RE: a joint letter on low latency and Linux

Russell, Richard (rrussell@deh.sa.gov.au)
Fri, 30 Jun 2000 10:57:01 +0930


> Well, I personally would rather see that nobody ever needed RTlinux at
> all. I think hard realtime is a waste of time, myself, and

The need for hard real-time comes when you have real-world requirements that
require absolute timing garantees with 100% reliability. For eg, a
heart-lung machine needs to send out signals at a perfectly regular time. If
cron suddenly decides to run mkwhatis or something, and you get a minor
unevenness in the signal generated, you have a problem.
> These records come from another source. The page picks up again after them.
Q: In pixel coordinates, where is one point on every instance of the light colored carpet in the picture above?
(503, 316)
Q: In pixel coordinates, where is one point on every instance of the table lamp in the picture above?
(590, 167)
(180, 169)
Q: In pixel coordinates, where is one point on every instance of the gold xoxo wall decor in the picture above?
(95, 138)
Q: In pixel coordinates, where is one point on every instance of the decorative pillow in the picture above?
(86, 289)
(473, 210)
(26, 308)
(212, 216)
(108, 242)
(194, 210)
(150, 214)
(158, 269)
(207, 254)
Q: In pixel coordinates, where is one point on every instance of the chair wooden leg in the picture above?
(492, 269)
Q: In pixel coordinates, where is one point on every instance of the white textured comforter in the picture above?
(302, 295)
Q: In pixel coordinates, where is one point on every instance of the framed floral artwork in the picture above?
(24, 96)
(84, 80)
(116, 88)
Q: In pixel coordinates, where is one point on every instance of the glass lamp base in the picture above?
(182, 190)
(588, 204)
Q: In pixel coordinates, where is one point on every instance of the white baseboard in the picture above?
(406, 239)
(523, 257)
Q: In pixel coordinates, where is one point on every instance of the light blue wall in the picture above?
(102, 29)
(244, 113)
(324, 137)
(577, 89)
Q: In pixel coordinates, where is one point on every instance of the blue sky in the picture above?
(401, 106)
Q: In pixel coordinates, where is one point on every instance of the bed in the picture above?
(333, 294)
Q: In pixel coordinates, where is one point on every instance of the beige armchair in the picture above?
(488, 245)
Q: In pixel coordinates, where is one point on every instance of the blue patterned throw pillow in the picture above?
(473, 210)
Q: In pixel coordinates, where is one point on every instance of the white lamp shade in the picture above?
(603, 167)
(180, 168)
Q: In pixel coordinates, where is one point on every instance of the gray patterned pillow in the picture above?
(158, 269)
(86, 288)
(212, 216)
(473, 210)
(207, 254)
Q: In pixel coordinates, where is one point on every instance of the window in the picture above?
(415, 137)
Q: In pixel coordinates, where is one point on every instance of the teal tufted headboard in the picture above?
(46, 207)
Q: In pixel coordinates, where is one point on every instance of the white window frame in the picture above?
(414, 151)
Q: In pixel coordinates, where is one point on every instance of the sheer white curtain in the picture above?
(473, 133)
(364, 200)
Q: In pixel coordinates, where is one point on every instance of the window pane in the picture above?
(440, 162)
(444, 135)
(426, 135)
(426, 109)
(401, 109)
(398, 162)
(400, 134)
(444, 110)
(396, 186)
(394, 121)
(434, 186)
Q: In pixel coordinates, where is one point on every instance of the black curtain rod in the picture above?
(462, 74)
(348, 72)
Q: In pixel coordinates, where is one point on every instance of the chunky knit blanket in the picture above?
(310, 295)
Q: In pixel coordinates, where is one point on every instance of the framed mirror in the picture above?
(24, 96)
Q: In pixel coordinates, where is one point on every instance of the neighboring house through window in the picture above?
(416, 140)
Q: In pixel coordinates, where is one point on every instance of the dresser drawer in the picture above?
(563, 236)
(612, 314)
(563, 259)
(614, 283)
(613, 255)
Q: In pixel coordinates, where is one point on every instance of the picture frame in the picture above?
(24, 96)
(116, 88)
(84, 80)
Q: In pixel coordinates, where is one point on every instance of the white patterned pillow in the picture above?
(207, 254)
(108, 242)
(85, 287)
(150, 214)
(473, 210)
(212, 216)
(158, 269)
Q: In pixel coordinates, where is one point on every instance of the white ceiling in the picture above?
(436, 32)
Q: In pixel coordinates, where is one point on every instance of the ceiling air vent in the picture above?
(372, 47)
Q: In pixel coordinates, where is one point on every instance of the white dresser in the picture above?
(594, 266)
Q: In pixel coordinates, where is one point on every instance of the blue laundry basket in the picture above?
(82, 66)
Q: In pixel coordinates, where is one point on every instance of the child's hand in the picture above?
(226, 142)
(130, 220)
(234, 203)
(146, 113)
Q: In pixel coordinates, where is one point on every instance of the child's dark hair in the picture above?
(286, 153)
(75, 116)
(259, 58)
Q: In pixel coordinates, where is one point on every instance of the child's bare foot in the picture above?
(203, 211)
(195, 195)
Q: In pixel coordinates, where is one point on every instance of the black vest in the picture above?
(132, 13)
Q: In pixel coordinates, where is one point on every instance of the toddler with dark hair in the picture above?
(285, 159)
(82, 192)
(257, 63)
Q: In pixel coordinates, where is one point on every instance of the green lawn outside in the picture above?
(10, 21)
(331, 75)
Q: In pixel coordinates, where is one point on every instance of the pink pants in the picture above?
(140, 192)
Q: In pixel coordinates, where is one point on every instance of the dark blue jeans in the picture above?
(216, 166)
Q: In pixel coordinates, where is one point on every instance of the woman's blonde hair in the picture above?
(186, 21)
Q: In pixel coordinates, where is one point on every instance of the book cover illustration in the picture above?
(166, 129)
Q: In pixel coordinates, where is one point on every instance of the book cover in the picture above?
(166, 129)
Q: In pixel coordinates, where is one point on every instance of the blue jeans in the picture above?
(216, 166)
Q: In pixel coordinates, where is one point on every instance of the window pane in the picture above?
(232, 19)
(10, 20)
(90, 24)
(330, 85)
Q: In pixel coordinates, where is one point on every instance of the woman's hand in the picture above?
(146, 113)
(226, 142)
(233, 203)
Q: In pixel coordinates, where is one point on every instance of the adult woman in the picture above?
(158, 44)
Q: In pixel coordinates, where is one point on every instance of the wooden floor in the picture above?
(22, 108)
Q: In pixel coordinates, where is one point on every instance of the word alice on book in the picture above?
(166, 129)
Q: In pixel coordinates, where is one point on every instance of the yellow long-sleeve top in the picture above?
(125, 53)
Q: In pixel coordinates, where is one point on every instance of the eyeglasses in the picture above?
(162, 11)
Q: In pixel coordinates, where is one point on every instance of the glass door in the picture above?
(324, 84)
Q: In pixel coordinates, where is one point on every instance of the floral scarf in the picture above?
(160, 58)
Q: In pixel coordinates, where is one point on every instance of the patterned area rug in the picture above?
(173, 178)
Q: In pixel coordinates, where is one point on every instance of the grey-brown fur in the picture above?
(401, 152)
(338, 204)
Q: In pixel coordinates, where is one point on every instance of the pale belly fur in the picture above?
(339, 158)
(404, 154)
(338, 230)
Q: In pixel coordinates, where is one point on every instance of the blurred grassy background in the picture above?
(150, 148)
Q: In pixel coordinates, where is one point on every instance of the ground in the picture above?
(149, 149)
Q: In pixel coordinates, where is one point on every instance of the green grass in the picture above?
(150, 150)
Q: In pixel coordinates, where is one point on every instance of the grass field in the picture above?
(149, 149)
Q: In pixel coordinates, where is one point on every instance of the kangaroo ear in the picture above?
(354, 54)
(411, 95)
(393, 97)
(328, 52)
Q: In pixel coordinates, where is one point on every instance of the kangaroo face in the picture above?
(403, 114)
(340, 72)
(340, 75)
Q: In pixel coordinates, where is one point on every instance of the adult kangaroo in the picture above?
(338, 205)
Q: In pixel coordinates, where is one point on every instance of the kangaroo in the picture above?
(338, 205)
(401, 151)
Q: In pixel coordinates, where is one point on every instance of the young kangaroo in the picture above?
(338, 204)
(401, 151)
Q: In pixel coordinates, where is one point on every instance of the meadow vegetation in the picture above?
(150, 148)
The other 99.9% of
the time, the CPU will be fast enough to compensate, but you need a 100%
garantee in some situations. (how would it be if once in every 1000 days,
someone on a heart-lung machine dies because the computer used couldn't
give hard timing garantees?). Yes, most problems (say audio streaming) don't
have this true _hard_ real-time requirement, but some do, and it's these
that really matter. Another thing to consider is that some hard real-time
requirements actually require significant processing, and as such, the
margin for error is much lower, and present CPUs are not "overwhelmingly
fast enough"... :)

<snip>

> I definitely agree with low-latency requirements even in a
> standard Linux.
> I just disagree violently with doing them with horrible
> cludges instead of
> working on doing it right.

Absolutely, but there is a need for an OS that can give hard real-time
garantees. Maybe it is innapropriate to try to make Linux do this at once --
if there is no way of doing it that is not a kludge, it probably should be
done using a different kernel. There are some requirements (eg hard
real-time vs efficiency in other situations) that may be fundamentally
incompatible, and should probably be solved separately.